One thing we like to try and do at this blog is point out arguments that go against current conventional wisdom. Two separate items came to our attention that make a reasonable case against what are well-established themes on Wall Street.
For quite some time it has become fashionable to bash the U.S. dollar. Eleanor Laise in the Wall Street Journal reports that Wall Street is emphasizing currency related funds to individual investors. While this may very well represent good old fashioned diversification it could also indicate that we have reached the bandwagon stage of this move.
With many strategists expecting the U.S. dollar to continue to weaken in foreign-exchange markets, a number of Wall Street firms, including Morgan Stanley and Lehman Brothers Holdings Inc., have begun advising individual investors to put a small portion of their assets into euros, yen and other currencies that are likely to increase in value as the dollar declines. Spurring the strategy in part are concerns that a falling dollar could boost inflation, which in turn could hurt prices of bonds and some stocks. Holding foreign currencies in a portfolio could help investors hedge against problems a falling dollar could create, these strategists say.
In contrast Mark Hulbert at Marketwatch.com spoke with a long-time dollar bear who is re-examining his position on the U.S. dollar. Noted writer Peter Bernstein notes some items that put into better perspective the economic backdrop.
A third piece of good news is that our current account deficit isn't being financed solely by foreign central banks willing to purchase U.S. Treasury securities. Those purchases are indeed occurring, of course, but in the popular press they are being given all the credit for financing our current account deficit.

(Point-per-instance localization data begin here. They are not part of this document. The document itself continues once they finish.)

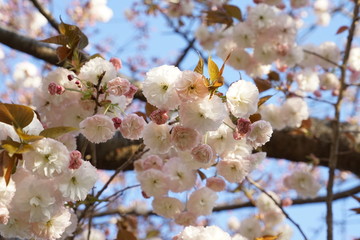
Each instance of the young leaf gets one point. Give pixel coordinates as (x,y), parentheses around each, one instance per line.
(356,198)
(218,16)
(216,79)
(59,40)
(273,76)
(17,115)
(268,237)
(255,117)
(56,132)
(356,210)
(152,234)
(27,138)
(262,84)
(202,175)
(7,165)
(13,147)
(125,235)
(233,11)
(213,69)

That is an oversimplification, according to data Bernstein compiled. A sizeable chunk of our current account deficit is also being financed by private capital flows. In fact, according to Bernstein, in 2005 "the inflow of private capital … exceed(ed) our investments abroad" by a half a trillion dollars.
Hulbert emphasizes that Bernstein is still bearish over the long term, but notes the case is not all one way. That is indeed important in that it is rarely the case that an investment case is a 'no-brainer.' The last time we talked about no-brainers the Internet bust came as a surprise to many an investor.

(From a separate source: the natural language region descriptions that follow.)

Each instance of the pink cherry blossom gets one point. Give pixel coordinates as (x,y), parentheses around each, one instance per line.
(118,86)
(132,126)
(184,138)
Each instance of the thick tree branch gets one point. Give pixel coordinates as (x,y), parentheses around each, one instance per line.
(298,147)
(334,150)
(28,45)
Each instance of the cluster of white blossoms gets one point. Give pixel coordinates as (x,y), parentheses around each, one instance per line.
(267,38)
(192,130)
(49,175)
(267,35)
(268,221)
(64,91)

One other area we have been following closely is the concept that ethanol could make a meaningful dent in the energy needs of the U.S. Indeed the most recent report from agricultural giant, and ethanol producer, Archer Daniels Midland (ADM) highlighted the current and potential impact ethanol could have on its earnings.

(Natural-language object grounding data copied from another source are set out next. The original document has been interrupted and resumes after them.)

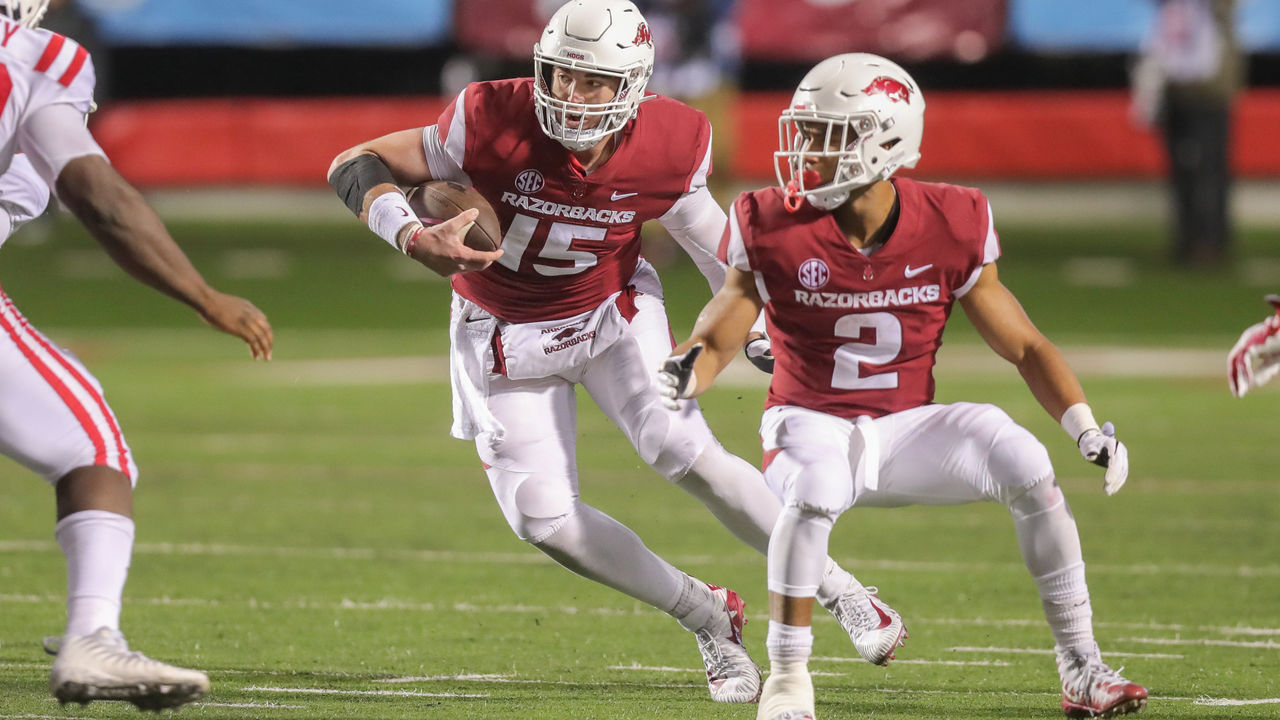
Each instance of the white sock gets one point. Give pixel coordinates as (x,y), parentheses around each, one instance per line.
(1065,598)
(789,643)
(736,493)
(696,606)
(97,546)
(1051,550)
(798,552)
(600,548)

Alex Halperin at BusinessWeek.com analyzes the blowout earnings at the ag giant. While ethanol (and biodiesel) are not as of yet a substantial part of ADM's earnings it seems that future growth hinges in part on the expansion of their ethanol business. Current ethanol prices are strong and expected to stay strong.
And price strength looks like it will continue. In its conference call, ADM said it expects the rise in ethanol prices to continue in the current quarter.
Because ethanol is becoming more prevalent in gasoline, "I think a lot of people don't realize that there are two ways to [interrupt] our gasoline supply" Routt says. "The one is the one everyone thinks of: [oil supply]; the other is ethanol."
Robert Cyran at breakingviews.com thinks the currently high prices for oil and ethanol have seduced investors (and producers) alike in thinking that the good times will continue. This has lead to an ethanol bubble, where investors are confusing the current market with the long term potential for cellulosic ethanol.
It's unlikely the current ethanol boom will last a decade. Over-investment in distilling plants looks likely. Gas prices could fall and drag ethanol along. And higher ethanol production will raise the price a corn. There will surely be a better time to invest in cellulose ethanol in the coming decade.
The dollar and ethanol have generated a great deal of attention because they represent seemingly unassailable cases. However a little contrary thinking can help put the future into perspective. It may very well be the case that the future holds for us a markedly weaker dollar and abundant ethanol supplies, but then again, maybe not.